Complicações infecciosas:
– Há um aumento da prevalência de infecções oportunistas bacterianas, virais e fúngicas em pacientes tratados com agentes anti-TNF-α. A reativação dos vírus do herpes, particularmente do vírus da varicela zoster (VZV), foi documentada em cerca de 3% dos pacientes, principalmente os que faziam uso de infliximabe e adalimumabe. Por isso, é recomendado não iniciar a terapia biológica durante uma infecção ativa e descontinuar o tratamento no caso de reativação dos VZV.
- Câncer de pele:
– O aumento da incidência de câncer de pele em pacientes tratados com agentes anti-TNF-α ainda é controverso. Há autores que relataram um risco aumentado para cânceres de pele não melanoma, particularmente carcinomas basocelulares.

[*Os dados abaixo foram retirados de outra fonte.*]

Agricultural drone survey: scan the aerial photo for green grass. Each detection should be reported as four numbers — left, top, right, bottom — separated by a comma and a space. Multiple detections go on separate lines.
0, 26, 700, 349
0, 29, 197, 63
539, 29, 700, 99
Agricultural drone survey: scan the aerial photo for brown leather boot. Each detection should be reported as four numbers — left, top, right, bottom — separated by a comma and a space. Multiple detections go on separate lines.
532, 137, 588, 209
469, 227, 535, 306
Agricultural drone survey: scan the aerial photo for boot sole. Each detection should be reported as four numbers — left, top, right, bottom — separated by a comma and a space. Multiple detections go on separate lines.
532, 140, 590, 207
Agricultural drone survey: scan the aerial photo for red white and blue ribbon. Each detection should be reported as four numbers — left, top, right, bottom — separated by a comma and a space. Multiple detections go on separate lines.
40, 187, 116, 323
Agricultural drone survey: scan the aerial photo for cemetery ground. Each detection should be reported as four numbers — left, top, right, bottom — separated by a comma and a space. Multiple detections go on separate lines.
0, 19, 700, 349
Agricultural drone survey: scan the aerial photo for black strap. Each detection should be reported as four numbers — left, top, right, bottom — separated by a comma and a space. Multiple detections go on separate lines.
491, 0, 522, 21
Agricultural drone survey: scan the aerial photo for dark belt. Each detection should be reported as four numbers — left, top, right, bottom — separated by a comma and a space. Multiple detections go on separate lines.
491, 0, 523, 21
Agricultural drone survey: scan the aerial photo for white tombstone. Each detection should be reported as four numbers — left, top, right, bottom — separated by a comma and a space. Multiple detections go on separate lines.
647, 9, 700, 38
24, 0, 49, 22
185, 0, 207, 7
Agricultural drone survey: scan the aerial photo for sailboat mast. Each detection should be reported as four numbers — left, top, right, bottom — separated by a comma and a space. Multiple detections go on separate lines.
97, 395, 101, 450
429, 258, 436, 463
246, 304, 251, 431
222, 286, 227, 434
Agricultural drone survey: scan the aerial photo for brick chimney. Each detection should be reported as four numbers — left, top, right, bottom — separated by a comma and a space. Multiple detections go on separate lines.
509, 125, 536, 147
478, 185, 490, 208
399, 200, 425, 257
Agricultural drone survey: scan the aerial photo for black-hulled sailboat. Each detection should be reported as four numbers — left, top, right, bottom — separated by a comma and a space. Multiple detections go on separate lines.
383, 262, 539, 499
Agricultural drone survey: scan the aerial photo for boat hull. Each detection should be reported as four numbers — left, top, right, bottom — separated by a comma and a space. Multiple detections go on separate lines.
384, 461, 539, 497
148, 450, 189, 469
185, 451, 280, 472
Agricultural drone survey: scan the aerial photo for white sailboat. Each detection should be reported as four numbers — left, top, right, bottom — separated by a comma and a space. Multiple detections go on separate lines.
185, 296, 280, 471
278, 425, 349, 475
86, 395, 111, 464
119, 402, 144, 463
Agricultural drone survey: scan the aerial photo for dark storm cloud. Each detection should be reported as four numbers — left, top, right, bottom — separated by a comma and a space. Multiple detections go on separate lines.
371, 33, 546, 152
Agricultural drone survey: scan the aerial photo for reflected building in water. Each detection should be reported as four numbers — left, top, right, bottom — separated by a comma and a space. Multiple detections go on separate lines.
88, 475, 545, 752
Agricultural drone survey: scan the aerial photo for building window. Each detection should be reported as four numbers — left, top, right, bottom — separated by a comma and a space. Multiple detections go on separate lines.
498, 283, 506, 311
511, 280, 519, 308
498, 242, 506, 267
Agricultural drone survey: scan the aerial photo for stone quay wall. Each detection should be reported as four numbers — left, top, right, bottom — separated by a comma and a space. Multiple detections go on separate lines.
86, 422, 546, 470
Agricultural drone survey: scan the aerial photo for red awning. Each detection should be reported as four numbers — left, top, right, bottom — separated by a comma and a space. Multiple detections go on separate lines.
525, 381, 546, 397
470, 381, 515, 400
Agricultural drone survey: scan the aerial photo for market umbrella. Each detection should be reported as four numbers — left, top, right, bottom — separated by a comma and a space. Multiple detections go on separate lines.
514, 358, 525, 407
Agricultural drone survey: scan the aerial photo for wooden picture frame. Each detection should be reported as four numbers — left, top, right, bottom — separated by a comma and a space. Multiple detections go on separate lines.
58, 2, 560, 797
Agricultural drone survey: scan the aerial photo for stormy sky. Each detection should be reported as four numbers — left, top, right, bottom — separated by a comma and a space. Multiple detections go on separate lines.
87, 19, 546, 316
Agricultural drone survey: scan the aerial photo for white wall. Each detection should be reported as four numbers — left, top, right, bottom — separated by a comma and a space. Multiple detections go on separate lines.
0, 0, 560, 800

Manifestações secundárias à má absorção nutricional:
- Lesões comumente associadas a deficiências:
– Estomatite, glossite, queilite angular (vitamina B), pelagra (niacina), acrodermatite enteropática (zinco), escorbuto (vitamina C) e púrpura (vitamina C e K). Em menor proporção, dermatite seborreica e anormalidades nos cabelos e nas unhas também podem ser encontradas.
Conclusão
Através desse artigo de revisão, é possível evidenciar e reafirmar sobre as múltiplas possibilidades de manifestações mucocutâneas presentes nos pacientes com DII, sendo assim, de fundamental importância e indispensável uma avaliação do médico dermatologista experiente das lesões de pele apresentadas por esses pacientes. Em algumas situações, a avaliação concomitante do reumatologista é imprescindível para melhor elucidação diagnóstica. Nos pacientes candidatos a terapias biológicas, uma avaliação dermatológica pré-início da instituição do tratamento deve ser ponderada.
Referência bibliográfica:
- Antonelli, E., Bassotti, G., Tramontana, M., Hansel, K., Stingeni, L., Ardizzone, S., Genovese, G., Marzano, A. V., & Maconi, G. (2021). Dermatological Manifestations in Inflammatory Bowel Diseases. Journal of clinical medicine, 10(2), 364. https://doi.org/10.3390/jcm10020364
- Kafity, A. A., Pellegrini, A. E., & Fromkes, J. J. (1993). Metastatic Crohn’s disease. A rare cutaneous manifestation. Journal of clinical gastroenterology, 17(4), 300–303.